Reporting from the 44th annual convention of the Islamic Society of North America, the Guardian’s award-winning podcaster, Riazat Butt, found herself in Chicago in a cab being driven by a Bulgarian, who was clearly having a better time than his relatives languishing on the spud farms of Old (potato) Blighty. But he was unimpressed by the 40,000 muslims gathering in the city, and even more disappointed that ‘making sex’ was not on the agenda. Clearly a European embracing a more global agenda, then.

This reminded Yours Truly of some of his own close encounters of the third kind – as in ‘aliens’ driving taxis, that is.

In New York, on a mission to locate the marauding hordes of the UK metal-bashing fraternity, who were on tour to promote this nation’s greatest industrial achievement – the tin can – Guru jumped into a cab only to find another shiny metallic object being waved in his face.

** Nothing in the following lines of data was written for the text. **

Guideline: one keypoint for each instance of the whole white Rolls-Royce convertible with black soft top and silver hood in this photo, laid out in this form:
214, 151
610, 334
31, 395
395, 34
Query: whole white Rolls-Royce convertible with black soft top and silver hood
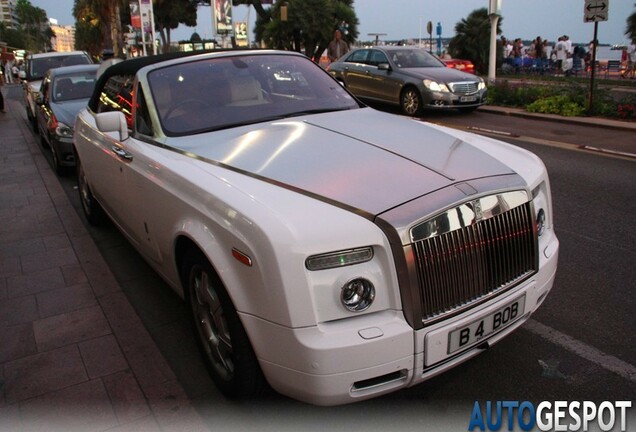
333, 251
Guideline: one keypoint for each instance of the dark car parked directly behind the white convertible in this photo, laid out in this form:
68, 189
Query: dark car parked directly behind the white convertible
64, 92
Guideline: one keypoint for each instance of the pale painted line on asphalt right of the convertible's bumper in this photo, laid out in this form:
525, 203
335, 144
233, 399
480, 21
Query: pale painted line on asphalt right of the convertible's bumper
583, 350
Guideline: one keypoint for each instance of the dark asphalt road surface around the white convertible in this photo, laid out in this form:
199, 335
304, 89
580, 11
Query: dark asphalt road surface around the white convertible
580, 345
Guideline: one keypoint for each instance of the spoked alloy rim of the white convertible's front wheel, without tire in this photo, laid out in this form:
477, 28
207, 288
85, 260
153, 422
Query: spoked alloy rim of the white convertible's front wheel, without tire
211, 324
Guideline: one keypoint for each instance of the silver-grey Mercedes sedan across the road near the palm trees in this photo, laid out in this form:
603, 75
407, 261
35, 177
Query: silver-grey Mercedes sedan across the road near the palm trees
409, 77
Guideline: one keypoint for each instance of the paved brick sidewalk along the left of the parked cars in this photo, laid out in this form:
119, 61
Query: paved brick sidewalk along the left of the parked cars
74, 355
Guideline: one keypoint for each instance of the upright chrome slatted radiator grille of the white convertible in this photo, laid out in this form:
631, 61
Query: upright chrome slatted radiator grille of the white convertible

Ducking was not enough to get out of the firing line, and the cabbie duly blasted Yours Truly in the face with his trumpet.

It turns out the wannabe Vaudeville star had been adopting this tactic for four years in the vain hope that one day, his passenger might be an orchestra leader with an acute shortage in the brass section. Needless to say, he continued to play one-handed as he skidded around the Big Apple.

Another New York cabbie was slightly more sinister, in that he was brandishing a Dirty Harry-style Smith & Wesson Magnum revolver on account of being an ‘illegal’ Peruvian. He kept it to ensure he got paid, but Guru had good reason to worry about this driver on account of having had a lift from a Peruvian in the UK some weeks earlier.

That one did not have a big gun, but a big pile of papers that he could not read on account of being Peruvian, which he duly asked Yours Truly to translate.

It turned out he had a notice to appear at his local police station for driving erratically without brake lights, tread, a licence, or insurance. And that was just the first item in the pile that had been building up since his arrival in the UK four days earlier.

Much relieved to have safely arrived at his destination, and being a fan of the national minimum wage, Guru handed over the special £2 fare that he reserves for all top cabbies with language difficulties.